Jeff Yurek, Ontario Environment Minister

Proposed Amendments

The are proposed legislative amendments expand and/or clarify enabling authority to issue administrative monetary penalties for environmental violations under key environmental statutes, including:

  • Nutrient Management Act, 2002
  • Ontario Water Resources Act
  • Pesticides Act
  • Safe Drinking Water Act, 2002

The proposed amendments would enable administrative monetary penalties to be issued for a broad range of environmental violations under the acts mentioned above. To take effect, violations that may be subject to an administrative monetary penalty would be prescribed in regulation.

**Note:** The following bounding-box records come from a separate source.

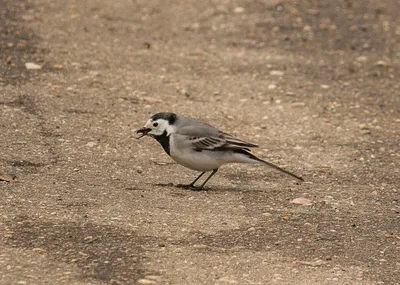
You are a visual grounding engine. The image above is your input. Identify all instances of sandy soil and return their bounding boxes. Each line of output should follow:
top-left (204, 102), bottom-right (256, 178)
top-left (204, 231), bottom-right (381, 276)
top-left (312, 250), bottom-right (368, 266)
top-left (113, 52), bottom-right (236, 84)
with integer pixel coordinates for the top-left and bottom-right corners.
top-left (0, 0), bottom-right (400, 285)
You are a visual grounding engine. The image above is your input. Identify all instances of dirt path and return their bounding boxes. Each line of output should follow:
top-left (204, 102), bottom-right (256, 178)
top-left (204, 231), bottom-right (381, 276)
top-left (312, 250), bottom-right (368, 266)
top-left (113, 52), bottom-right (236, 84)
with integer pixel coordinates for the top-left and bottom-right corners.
top-left (0, 0), bottom-right (400, 285)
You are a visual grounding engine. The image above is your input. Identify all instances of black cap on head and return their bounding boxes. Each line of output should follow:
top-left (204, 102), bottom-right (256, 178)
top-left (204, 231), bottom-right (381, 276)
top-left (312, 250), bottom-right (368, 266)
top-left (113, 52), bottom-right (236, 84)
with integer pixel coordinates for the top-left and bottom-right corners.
top-left (151, 112), bottom-right (178, 125)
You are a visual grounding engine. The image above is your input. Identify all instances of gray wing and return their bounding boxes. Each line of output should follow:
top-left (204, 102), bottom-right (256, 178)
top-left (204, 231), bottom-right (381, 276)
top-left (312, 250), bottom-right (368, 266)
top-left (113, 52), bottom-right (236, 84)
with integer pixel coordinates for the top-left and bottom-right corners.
top-left (177, 125), bottom-right (257, 150)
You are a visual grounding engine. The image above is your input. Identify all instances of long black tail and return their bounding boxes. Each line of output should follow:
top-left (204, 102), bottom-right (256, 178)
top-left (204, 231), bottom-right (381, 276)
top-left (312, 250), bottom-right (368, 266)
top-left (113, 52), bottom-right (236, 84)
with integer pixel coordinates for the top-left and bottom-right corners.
top-left (239, 149), bottom-right (304, 181)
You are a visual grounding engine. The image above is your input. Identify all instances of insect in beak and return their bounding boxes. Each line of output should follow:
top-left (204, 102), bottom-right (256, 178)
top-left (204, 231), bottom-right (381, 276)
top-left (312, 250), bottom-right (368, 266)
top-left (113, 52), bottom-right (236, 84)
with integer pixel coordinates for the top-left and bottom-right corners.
top-left (136, 127), bottom-right (151, 139)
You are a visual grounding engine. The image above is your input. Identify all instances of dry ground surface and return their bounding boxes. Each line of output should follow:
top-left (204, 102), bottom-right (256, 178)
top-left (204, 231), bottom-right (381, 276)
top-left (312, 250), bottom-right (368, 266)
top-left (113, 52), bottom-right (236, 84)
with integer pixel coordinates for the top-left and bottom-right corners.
top-left (0, 0), bottom-right (400, 285)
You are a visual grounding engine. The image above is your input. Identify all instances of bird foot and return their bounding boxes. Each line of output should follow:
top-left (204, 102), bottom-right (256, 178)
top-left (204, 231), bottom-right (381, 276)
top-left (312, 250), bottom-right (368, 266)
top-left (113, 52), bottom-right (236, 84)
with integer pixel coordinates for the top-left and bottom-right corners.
top-left (176, 184), bottom-right (205, 191)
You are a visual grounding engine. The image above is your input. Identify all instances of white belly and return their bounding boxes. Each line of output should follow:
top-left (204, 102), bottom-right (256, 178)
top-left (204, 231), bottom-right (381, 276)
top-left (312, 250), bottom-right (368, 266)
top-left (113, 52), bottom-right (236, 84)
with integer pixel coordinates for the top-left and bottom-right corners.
top-left (170, 149), bottom-right (224, 171)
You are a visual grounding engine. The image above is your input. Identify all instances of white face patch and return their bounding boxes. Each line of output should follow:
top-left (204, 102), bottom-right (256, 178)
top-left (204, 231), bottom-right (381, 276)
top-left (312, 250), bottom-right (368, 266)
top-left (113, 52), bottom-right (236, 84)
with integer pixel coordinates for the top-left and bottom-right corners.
top-left (144, 119), bottom-right (176, 136)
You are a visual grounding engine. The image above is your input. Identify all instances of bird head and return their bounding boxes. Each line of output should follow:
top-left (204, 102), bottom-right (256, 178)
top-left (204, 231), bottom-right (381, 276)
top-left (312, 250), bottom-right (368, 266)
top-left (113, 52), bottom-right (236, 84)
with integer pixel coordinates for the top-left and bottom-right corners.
top-left (136, 112), bottom-right (178, 139)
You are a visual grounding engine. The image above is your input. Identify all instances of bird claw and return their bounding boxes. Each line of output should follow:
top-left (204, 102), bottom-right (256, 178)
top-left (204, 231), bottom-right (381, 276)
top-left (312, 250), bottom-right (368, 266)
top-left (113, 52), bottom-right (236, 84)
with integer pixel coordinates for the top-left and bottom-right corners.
top-left (176, 184), bottom-right (205, 191)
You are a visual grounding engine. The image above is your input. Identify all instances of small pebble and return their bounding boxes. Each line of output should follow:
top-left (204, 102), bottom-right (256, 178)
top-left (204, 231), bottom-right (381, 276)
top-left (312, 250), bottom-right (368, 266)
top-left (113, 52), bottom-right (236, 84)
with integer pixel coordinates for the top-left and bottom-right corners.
top-left (233, 7), bottom-right (246, 14)
top-left (376, 60), bottom-right (389, 67)
top-left (137, 278), bottom-right (156, 285)
top-left (269, 70), bottom-right (285, 76)
top-left (25, 62), bottom-right (42, 70)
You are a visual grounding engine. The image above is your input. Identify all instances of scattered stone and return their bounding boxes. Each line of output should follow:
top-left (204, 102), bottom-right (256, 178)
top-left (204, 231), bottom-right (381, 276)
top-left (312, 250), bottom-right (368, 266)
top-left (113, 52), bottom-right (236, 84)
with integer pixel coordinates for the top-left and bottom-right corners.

The proposal, along with recent amendments to the Environmental Protection Act, would replace existing monetary penalties (i.e. environmental penalties) under the Environmental Protection Act and Ontario Water Resources Act.

Key provisions under the proposed administrative monetary penalty approach are set out under each act and include:

  • set maximum penalty amounts or higher if the economic benefit achieved via the violation was higher (penalty amounts would be set by a regulation). The maximum penalty amounts set in the acts are as follows:
    1. Ontario Water Resources Act – $200,000 per contravention (same as the Environmental Protection Act)
    2. Pesticides Act – $100,000 per contravention
    3. Safe Drinking Water Act, 2002 – $100,000 per contravention
    4. Nutrient Management Act, 2002 – $10,000 per contravention
  • ability to review and/or appeal the administrative penalty
  • an annual report listing the administrative penalties issued in the last calendar year
  • provisions to enable the implementation of administrative monetary penalties in regulation (e.g. how to set administrative monetary penalty amounts, who they can apply to, and how violators can seek reductions in penalty amounts for taking action to prevent or mitigate the contravention

The government argues that the broader use of AMPs would help it take strong action against illegal activity, ensure that polluters are accountable for their actions, and deal with environmental violations that do occur, more efficiently and appropriately.  Prosecution would continue to be used as an enforcement tool but may be limited to serious violations.

If passed, these proposed legislative amendments would allow for future regulations to implement administrative monetary penalties to more violations, such as, but not limited to:

  • illegal sewage discharges into waterways
  • selling pesticides without a license
  • failing to have a certified drinking water operator
  • violating terms of a permit to take water

Criticism of the Proposal

Environmental activists decried the proposal and charged that it will result in lightened consequences for polluters.  Keith Brooks, spokesperson for Environmental Defence, stated in press release, “It is highly deceptive of the Ontario government to claim that it is doing more to hold polluters accountable, when they are actually cutting the penalties polluters face.”

The environment critic from the Ontario New Democratic Party, Ian Arthur, an MPP for Kingston and the Islands, stated: “The Ford government has proposed eliminating an existing $100,000-per-day penalty for environmental polluters and replacing it with a one-off fine of $10,000. Further, the government is pushing to cap environmental fines at an overall maximum of $200,000.”